Después de grabar varias obras memorables en los 70 con los Wings (en especial los imprescindibles “Ram” y “Band on the Run”), la carrera de Paul McCartney en solitario ha sido de notoria irregularidad a partir del fin de la década mentada, con discos que ni chicha ni limoná hasta la aparición de esa delicia llamada “Flaming Pie”, que recuperaba ciertos ecos Beatles en su escritura y ejecución (no en vano colaboró George Martin en la producción).

Posteriormente entregó varios homenajes a su pasión rockanrolera, editó un disco suficientemente meritorio grabado junto a Nigel Godrich, y ahora retorna a la carencia trascendental de chicha y limoná con este disco de evocaciones y recuerdos.

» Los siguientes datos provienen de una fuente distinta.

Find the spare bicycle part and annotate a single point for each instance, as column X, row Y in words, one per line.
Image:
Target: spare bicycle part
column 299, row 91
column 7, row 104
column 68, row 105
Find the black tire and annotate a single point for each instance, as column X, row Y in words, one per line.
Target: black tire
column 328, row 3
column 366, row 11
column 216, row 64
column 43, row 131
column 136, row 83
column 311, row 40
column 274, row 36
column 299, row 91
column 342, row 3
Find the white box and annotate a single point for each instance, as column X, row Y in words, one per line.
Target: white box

Desde su óptica ya sexagenaria, Paul rememora andanzas escolares, correrías de infancia, se pone melancólico con veranos de cielo azul, con luces sin lluvia, evoca la presencia de Linda Eastman, le agradece la compañía a su ex Heather Mills en momentos de decaímiento anímico, trata el presuroso paso del tiempo, resta trascendencia a la muerte como paso a un estado mejor.

“Memory Almost Full” termina con “Nod Your Head”, tema que exhibe que Paul todavía sabe escribir canciones de elevada intensidad rock con ecos de su “Helker Skelter”, arañantes y abrasivas líneas de guitarras, aguerrida vocalidad, y un tono épico casi a lo Led Zeppelin. Es una pena que todo el disco no tuviese la orientación rock de esta última canción.

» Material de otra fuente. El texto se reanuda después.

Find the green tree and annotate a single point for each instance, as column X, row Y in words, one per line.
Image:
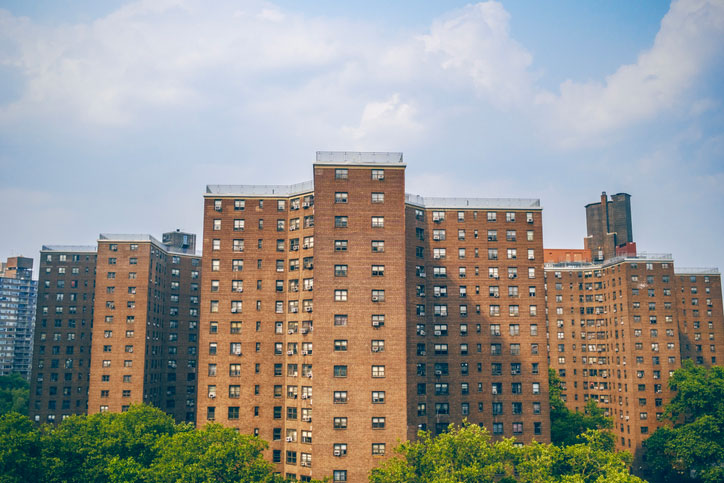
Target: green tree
column 21, row 450
column 14, row 394
column 691, row 446
column 467, row 454
column 567, row 426
column 210, row 455
column 108, row 446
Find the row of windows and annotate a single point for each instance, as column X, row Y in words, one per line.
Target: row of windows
column 239, row 224
column 240, row 204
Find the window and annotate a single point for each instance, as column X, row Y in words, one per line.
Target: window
column 340, row 397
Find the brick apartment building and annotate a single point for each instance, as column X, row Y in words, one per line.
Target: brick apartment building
column 146, row 315
column 620, row 326
column 61, row 359
column 340, row 316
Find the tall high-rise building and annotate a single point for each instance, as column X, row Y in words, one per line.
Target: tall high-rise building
column 619, row 326
column 389, row 312
column 608, row 225
column 18, row 297
column 62, row 341
column 145, row 330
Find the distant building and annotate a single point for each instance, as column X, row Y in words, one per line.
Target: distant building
column 61, row 359
column 609, row 226
column 620, row 325
column 18, row 296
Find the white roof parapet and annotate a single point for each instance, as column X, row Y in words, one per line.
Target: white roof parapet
column 696, row 271
column 360, row 158
column 69, row 248
column 479, row 203
column 146, row 238
column 259, row 189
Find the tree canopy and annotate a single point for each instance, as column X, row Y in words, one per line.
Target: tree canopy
column 691, row 446
column 467, row 454
column 142, row 445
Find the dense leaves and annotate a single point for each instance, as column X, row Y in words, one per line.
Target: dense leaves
column 567, row 426
column 467, row 454
column 691, row 446
column 14, row 393
column 142, row 445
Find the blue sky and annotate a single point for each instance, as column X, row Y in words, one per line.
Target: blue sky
column 115, row 115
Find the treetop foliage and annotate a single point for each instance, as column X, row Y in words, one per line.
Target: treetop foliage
column 467, row 454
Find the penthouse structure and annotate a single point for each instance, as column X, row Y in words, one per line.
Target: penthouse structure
column 62, row 341
column 145, row 331
column 620, row 326
column 18, row 296
column 340, row 315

Al margen de “Nod Your Head”, el álbum contiene agradables canciones sin demasida permanencia temporal, como “Dance Tonight”, tema con contagiosa mandolina y pegajosa melodía que se incrusta en el cerebro por su concepto reiterativo y su mensaje feliz de baile nocturno comunal; o “Ever Present Past”, animoso pop-rock en donde aborda el transcurso del tiempo y se realizan remembrazas de niñez con un gran trabajo en un bajo de esencias funk, un puente meritorio, y un pegadizo juego fonético en el estribillo. Es otro de los momentos más afortunados del álbum.

“See Your Sunshine” es un cálido soft-pop ochentero con vocoder y estampas hippiescas de mujeres con flores en el pelo. Parece que de un momento a otro va a saltar Michael Jackson haciendo dúo al estilo “Say, Say, Say”.

“Only Mama Knows” principia con una intro de dramáticos violines para posteriormente desarrollarse con potencia en una especie de power-hard-pop que podría interpretar Cheap Trick.

Otros cortes del disco son “You Tell Me”, pieza acústica y orquestal, melancólica y con evocación veraniega, tiene un tono crespuscular nostálgico; “Mr. Bellamy”, en donde muestra su lado más teatral, art-pop, con voz gravosa en este contacto con la muerte, y una coda cuasi dream-pop; “Gratitude”, con retazos gospel y soul, ofrece gratitud a Heather Miller por compartir su vida en momentos de soledad y recuerdos trágicos; o “End Of The End”, en donde se muestra sereno ante la llegada de la muerte con la esperanza en un salto a un lugar mejor, sea el descanso o el tránsito.

El álbum gana enteros con cada escucha, saliendo a la superficie puntualmente algunos destellos melódicos de su maestría en este aspecto, y apreciándose mimo ornamental y atmosférico en los ambiciosos arreglos, poseyendo en conjunto el disco apuntes interesantes y una lírica sencilla pero compacta en su concepto evocativo, pero por lo general las melodías y arreglos pop-rock no trascienden a pesar su clave nostálgica y sus ínfulas art-pop.